While our first priority is personal health and then the economic realities of today, we must also at some point soon talk about what comes tomorrow.
There is the “here and now” conversation of social distancing, travel bans, quarantines and the fundamental need to just stay at home. By now, most of us get it and we are staying home if able to do so.
Personally, I am ready to move on and accept that there are enough cooks in the kitchen. When there is a capacity for expanded statewide testing, I’m confident that the decision will be made. As the government can develop further rules on better enforcing the mandatory quarantine I am likewise sure that will happen. Banging on those in power trying to do their best only makes things worse. Likewise, hating on people just because they are driving a rental car or don’t look local, or have pulled over to look at the ocean is unacceptable.
We are better than this. Each of us needs to take another deep breath and remember yet once again, that we are all in this together.
The immediate task before us is taking care of our personal health, and the health of the greater community. That boils down to staying home. If we must go out to work or do essential tasks, we must take the appropriate steps to social distance, wash our hands, etc.
Following close behind protecting our health, is managing as best we can the economic realities of the moment. Again, we need to remember we are all in this together. If you are a renter who has lost their job, reach out and talk to your landlord. If you are a landlord, offer help if you can to your tenant and then likewise reach out to the bank who is awaiting your mortgage payment.
If you have lost your job or had to close your business, or if you need help just to pay your bills or put food on the table – you should do the research and apply now for the help that is available. If you are not sure where to start, let your friends and neighbors know of your situation. Someone I am sure will step up to help. After all, that is how we roll.
It’s time now for the mortgage industry to simply reduce interest rates on existing mortgages, without forcing all to go through the refinance process. Ditto for credit card interest and student loans. While loan forbearance is helpful, temporarily deferring monthly payments, is not enough. The federal government is shoveling trillions of dollars into the financial markets to keep them viable, that help must be directed also to the interest rates being charged on consumer debt and residential mortgages.
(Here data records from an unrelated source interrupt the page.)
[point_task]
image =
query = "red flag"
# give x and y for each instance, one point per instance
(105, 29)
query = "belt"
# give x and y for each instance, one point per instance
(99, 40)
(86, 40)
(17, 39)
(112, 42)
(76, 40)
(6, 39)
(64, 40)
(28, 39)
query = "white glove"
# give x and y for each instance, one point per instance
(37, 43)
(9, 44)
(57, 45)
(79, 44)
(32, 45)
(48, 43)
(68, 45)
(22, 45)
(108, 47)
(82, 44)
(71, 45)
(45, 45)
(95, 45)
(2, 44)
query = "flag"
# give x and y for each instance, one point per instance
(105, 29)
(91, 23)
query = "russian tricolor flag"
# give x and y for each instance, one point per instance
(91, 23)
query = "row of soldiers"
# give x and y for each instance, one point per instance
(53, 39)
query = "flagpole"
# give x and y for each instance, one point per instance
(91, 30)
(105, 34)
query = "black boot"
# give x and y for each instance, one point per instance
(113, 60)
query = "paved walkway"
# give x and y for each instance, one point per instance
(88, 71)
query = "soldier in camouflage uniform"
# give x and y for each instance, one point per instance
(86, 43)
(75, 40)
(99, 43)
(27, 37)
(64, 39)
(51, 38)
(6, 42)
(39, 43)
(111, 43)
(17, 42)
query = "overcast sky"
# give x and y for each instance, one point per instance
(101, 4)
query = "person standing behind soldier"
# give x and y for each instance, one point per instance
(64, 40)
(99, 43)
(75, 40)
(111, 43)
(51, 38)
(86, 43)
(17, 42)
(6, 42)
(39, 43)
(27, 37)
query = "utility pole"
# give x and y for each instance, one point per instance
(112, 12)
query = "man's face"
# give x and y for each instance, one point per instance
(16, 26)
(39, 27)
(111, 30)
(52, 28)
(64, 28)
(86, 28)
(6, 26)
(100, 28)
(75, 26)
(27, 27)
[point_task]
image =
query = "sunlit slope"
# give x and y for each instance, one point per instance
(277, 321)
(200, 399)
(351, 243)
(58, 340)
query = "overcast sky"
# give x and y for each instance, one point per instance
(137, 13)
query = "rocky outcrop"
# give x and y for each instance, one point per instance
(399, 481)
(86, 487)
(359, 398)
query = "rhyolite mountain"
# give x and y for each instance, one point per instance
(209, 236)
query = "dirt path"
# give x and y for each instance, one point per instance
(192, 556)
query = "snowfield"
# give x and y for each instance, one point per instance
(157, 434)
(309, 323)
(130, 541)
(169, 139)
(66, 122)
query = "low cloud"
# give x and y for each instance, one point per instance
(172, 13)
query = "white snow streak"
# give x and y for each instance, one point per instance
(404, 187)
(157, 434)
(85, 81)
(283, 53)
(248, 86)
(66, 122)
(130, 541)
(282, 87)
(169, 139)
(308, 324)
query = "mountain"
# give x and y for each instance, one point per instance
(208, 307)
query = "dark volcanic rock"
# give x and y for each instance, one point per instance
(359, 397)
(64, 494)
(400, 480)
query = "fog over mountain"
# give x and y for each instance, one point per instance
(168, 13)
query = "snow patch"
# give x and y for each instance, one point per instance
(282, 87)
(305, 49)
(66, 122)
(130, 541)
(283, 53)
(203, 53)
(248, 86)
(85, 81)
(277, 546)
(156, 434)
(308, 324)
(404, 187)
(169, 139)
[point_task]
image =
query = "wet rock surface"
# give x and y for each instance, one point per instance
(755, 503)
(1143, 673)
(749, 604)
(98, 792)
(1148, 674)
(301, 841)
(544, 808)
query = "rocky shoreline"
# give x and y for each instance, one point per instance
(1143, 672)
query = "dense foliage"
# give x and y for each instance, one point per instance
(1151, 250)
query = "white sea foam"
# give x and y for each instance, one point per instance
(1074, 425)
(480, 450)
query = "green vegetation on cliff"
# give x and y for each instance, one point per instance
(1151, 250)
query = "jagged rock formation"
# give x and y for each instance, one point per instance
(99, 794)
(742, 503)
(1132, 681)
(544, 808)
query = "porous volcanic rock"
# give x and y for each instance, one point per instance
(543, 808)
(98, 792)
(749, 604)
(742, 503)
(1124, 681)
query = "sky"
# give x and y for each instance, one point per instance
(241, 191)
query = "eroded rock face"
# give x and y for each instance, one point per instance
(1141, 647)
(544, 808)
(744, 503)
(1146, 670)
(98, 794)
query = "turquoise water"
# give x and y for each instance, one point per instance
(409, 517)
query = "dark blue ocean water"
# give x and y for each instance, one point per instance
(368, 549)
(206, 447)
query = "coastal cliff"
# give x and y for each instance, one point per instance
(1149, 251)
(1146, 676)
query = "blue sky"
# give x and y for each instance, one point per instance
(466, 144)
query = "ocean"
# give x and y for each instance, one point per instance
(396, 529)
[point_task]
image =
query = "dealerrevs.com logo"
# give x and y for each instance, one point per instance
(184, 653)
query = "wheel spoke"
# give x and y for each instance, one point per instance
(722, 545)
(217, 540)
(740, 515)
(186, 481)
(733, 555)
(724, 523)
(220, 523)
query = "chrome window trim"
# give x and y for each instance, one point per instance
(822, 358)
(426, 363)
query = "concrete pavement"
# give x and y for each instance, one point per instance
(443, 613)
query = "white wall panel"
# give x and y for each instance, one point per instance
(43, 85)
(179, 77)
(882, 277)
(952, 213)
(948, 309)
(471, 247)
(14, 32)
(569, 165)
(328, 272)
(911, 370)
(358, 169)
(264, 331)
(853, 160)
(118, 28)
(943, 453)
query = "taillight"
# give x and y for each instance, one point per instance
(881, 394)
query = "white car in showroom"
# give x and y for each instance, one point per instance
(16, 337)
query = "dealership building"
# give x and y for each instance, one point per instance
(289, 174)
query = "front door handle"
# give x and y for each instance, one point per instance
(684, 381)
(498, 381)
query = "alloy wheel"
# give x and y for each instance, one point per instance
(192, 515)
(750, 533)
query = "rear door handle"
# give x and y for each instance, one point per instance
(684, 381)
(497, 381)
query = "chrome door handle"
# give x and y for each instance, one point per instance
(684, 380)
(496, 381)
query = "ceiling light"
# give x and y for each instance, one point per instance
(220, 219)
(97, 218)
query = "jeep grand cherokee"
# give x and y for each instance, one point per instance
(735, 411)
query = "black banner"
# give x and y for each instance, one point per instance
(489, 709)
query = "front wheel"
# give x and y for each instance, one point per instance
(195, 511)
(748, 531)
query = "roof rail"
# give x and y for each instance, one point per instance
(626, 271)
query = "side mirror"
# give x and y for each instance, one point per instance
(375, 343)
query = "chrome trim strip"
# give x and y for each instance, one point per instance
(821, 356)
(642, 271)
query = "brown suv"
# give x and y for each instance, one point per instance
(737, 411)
Soon we must engage the post-pandemic public policy #pppp conversation. At some point, the 2020 legislative session will reopen. When this happens we as a community must ensure that key “moving forward” issues are addressed with the urgency they deserve.
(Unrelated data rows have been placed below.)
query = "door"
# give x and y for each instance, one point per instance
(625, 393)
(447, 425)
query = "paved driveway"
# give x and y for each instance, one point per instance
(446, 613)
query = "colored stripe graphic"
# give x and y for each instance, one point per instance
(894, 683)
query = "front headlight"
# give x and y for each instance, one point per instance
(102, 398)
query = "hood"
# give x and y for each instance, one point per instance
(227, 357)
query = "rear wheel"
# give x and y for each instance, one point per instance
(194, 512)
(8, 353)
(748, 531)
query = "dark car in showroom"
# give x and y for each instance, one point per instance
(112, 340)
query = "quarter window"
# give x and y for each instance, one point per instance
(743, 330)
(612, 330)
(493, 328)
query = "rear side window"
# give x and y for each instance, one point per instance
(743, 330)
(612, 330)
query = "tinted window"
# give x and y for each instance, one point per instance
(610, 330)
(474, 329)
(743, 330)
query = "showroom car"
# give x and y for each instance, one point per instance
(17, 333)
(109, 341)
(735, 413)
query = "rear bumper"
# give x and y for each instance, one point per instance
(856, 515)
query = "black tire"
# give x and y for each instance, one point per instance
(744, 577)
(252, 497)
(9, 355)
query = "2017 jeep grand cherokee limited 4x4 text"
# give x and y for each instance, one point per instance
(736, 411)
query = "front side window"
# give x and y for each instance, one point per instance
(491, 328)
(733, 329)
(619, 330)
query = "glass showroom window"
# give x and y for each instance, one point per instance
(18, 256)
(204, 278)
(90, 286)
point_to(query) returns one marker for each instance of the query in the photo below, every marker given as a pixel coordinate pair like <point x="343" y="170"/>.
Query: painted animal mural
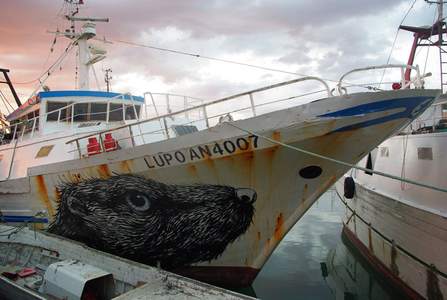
<point x="152" y="222"/>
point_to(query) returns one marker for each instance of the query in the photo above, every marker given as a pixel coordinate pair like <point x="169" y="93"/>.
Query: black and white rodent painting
<point x="152" y="222"/>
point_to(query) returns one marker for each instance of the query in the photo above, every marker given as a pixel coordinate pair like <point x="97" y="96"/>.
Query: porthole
<point x="310" y="172"/>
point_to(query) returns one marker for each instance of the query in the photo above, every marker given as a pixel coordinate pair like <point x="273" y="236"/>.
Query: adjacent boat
<point x="199" y="191"/>
<point x="38" y="265"/>
<point x="400" y="227"/>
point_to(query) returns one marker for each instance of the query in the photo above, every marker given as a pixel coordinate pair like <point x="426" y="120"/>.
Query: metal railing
<point x="417" y="81"/>
<point x="203" y="108"/>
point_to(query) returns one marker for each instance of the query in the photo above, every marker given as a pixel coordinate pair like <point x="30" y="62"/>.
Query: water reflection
<point x="313" y="245"/>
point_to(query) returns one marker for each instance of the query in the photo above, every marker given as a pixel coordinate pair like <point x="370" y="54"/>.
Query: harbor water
<point x="314" y="262"/>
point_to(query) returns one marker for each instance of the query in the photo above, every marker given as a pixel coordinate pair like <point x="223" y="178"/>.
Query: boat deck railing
<point x="164" y="126"/>
<point x="199" y="117"/>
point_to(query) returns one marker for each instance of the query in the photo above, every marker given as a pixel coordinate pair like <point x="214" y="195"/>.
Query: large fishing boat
<point x="401" y="227"/>
<point x="207" y="191"/>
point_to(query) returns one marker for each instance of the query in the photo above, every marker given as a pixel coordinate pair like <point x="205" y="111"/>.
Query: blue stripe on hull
<point x="412" y="106"/>
<point x="22" y="219"/>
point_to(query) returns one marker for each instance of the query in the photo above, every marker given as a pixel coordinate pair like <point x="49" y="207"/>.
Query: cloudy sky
<point x="322" y="38"/>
The knee jerk legislative reaction to kickstarting the economy will be to invest in construction projects and reboot the visitor industry. Both must be done, but both must be done with mindfulness. We need a massive investment in basic infrastructure and affordable housing. We also need to support our friends and family in the visitor industry. But we need limits on growth, the industry must pay its fair share, and future visitors must be better informed as to the importance of respecting both our culture and our special places.
Construction and visitor jobs must be supported, but the current situation calls for much more.
The fragility of our “supply chain” and the need for food self-sufficiency has never been so apparent. We must attack this challenge with the commitment it deserves.
With the wide availability of modern communication technology, there is no legitimate excuse to continue delaying the opportunity for meaningful public participation in state government, regardless of where you live. We need “remote testimony” capability now.
Finally – Now is not the time to balance the state budget on the backs of the most economically vulnerable. Hard-earned and much-deserved tax credits and modest incremental wage increases must be preserved and in fact, expanded.
When the 2020 legislative session eventually is called back to order, these issues (and others) must be addressed with the urgency they deserve. This is not the time for our legislature to hunker down, do only the basics and wait for the storm to pass. To the contrary, this is when we need them the most and I’m hopeful that leadership in the House and the Senate will, in fact, rise to the occasion.